Guest Details
Junxian He
Assistant Professor in The Hong Kong University of Science and Technology
Junxian He is an assistant professor in the department of computer science and engineering at the Hong Kong University of Science and Technology. He received his PhD degree from Carnegie Mellon University, Language Technologies Institute. He serves as the area chair of ICLR, ACL, and EMNLP. His recent research focuses on complex reasoning/planning, reinforcement learning, and agentic aspects of large language models.
Talk
Title: Learning to Model Code Execution for General Reasoning of Language Models
Abstract: In this talk, I will present our work CodeI/O, an approach that condenses reasoning patterns from raw code data to enhance the reasoning abilities of large language models across multiple domains.
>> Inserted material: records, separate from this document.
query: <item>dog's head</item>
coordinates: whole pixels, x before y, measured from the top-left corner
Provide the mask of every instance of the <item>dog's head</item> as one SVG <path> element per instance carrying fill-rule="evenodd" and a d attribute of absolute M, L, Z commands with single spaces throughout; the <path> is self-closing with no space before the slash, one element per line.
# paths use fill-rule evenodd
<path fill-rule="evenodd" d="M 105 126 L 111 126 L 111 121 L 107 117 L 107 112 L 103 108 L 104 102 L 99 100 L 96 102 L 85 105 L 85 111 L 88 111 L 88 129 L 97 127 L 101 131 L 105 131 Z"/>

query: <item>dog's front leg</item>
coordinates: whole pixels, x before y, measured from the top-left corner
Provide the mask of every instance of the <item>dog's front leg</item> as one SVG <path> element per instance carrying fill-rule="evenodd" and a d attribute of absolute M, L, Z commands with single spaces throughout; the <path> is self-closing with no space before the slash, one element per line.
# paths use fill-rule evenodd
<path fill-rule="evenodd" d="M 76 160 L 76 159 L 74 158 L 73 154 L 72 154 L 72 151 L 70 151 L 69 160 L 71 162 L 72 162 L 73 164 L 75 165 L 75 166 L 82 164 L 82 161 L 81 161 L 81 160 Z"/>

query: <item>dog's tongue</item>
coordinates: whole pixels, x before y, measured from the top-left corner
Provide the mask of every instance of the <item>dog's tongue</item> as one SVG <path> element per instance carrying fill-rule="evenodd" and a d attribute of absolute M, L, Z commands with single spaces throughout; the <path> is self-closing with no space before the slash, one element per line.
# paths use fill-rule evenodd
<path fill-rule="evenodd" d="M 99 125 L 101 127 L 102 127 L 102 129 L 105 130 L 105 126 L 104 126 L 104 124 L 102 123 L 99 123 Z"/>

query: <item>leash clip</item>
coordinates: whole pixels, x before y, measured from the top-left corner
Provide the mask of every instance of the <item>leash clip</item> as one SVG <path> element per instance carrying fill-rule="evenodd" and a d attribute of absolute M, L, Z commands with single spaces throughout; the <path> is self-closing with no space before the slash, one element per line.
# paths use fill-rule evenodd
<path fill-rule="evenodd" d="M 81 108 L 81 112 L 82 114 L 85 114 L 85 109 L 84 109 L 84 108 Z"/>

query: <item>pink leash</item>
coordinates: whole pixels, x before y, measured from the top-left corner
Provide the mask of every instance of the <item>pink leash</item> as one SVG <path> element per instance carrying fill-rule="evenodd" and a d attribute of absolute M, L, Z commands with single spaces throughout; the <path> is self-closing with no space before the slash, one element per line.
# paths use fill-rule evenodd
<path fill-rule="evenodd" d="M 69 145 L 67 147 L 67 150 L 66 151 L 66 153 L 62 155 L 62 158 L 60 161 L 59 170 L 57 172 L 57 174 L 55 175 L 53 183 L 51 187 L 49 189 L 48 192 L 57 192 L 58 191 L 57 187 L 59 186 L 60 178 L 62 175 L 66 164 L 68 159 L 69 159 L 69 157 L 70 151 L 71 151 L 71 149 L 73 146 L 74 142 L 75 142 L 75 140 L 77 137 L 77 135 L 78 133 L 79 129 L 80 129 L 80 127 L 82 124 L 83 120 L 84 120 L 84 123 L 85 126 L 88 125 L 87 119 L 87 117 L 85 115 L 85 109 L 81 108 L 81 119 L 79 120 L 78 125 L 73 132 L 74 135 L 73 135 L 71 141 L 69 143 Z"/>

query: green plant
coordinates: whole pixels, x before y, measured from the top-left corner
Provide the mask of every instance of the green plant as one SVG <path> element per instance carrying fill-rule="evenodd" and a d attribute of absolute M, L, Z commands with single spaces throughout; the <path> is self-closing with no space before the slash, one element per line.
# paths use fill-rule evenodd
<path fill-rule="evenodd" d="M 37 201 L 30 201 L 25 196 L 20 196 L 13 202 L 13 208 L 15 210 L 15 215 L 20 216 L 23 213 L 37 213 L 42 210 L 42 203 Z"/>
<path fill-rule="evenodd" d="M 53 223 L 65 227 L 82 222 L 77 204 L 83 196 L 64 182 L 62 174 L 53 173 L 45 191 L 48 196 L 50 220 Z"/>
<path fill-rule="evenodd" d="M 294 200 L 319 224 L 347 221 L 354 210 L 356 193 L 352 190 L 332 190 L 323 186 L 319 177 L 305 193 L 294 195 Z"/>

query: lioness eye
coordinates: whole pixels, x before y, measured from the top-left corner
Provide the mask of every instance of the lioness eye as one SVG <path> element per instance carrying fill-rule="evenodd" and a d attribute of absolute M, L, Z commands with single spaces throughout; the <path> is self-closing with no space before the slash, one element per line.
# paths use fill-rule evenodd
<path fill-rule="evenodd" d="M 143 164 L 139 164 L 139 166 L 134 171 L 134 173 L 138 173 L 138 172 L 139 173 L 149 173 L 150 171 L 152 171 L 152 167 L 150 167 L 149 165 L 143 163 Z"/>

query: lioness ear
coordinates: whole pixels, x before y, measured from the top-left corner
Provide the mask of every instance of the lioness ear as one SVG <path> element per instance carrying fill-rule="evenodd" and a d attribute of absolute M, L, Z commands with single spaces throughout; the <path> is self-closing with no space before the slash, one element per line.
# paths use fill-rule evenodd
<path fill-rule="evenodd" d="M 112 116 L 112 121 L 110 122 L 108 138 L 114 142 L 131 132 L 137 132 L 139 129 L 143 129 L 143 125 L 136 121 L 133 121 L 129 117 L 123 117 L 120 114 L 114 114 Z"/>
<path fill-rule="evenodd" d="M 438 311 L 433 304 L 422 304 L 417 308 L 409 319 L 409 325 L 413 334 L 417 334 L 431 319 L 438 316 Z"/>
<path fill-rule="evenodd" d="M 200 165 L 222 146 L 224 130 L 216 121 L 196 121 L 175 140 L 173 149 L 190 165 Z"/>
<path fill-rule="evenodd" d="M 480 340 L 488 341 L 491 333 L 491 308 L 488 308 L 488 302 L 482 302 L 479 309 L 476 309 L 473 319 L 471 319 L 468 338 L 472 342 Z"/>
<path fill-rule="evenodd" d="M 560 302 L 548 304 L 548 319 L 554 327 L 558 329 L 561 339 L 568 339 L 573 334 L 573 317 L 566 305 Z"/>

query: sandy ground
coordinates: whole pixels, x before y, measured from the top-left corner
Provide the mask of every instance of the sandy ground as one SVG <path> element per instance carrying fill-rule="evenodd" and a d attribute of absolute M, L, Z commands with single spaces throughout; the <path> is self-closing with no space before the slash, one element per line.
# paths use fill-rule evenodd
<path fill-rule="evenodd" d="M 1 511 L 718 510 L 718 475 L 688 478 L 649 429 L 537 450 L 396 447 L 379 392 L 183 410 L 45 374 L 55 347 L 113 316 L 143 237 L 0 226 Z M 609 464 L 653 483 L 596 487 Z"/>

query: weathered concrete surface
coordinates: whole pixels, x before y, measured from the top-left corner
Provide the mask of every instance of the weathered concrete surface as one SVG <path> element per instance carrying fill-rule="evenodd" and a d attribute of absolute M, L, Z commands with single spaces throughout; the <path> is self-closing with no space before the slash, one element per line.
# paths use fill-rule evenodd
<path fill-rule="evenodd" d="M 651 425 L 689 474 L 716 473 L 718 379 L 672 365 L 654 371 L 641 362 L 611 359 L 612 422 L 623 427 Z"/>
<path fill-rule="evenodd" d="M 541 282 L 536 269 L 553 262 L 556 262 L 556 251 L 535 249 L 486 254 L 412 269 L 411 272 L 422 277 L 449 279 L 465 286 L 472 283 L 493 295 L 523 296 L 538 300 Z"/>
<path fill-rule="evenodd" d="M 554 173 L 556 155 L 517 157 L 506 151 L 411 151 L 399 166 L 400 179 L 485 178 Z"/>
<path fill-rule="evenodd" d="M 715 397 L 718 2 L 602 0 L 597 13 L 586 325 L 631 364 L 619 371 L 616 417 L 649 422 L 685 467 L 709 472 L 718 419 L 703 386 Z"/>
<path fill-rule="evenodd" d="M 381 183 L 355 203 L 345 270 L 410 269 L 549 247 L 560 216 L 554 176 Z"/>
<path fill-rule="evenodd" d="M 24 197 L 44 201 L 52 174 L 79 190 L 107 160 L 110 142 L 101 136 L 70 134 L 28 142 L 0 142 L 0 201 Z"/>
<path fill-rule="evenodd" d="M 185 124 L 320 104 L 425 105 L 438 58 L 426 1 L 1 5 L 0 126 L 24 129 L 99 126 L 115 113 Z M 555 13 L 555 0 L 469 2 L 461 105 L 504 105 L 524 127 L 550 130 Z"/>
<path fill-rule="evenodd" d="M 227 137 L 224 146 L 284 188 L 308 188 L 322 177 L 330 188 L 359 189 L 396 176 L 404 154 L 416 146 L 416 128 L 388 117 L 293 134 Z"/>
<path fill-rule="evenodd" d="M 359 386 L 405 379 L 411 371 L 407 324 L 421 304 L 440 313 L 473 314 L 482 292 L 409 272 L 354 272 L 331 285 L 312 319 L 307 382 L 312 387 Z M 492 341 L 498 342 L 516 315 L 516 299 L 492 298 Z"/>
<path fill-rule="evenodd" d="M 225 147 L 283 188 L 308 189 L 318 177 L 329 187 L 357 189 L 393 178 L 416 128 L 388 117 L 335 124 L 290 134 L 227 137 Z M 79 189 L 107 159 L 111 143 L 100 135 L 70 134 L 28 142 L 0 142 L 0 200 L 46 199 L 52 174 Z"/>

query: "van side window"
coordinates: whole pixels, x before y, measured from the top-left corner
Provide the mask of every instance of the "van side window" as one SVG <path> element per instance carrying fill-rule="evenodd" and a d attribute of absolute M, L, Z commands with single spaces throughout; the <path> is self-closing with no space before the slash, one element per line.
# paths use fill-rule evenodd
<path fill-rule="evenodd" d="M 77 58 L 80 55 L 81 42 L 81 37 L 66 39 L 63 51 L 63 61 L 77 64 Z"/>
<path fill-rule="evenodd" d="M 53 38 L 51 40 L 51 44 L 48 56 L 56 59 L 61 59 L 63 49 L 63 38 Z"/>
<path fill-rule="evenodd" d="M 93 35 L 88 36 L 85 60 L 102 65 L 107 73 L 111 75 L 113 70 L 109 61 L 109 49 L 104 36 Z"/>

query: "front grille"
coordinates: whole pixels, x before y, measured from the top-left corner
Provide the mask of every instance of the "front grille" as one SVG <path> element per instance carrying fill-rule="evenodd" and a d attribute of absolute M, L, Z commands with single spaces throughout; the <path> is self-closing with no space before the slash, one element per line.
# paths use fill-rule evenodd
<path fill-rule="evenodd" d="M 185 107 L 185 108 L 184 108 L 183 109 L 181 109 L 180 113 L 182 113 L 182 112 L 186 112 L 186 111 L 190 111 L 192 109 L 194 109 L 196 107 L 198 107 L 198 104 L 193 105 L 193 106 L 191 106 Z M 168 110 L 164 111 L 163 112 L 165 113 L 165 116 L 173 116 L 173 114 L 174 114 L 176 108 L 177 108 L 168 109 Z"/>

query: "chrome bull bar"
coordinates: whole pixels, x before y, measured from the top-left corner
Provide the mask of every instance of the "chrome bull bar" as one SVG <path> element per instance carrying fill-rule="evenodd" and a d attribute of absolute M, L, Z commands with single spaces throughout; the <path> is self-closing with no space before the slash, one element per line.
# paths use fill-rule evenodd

Specifically, we train large language models to either predict the execution output given a code input or predict the input given an output, effectively serving as a world model for code execution. Our goal is for the model to learn the diverse and complex reasoning processes inherent in code execution. We show that by reasoning in natural language about code execution, the model is able to improve its reasoning capabilities across a wide range of domains, including symbolic, logical, and mathematical reasoning. Notably, this data can be synthesized directly from raw code online without requiring human annotations, opening a new path for generating reasoning-intensive datasets to support generalized reasoning learning.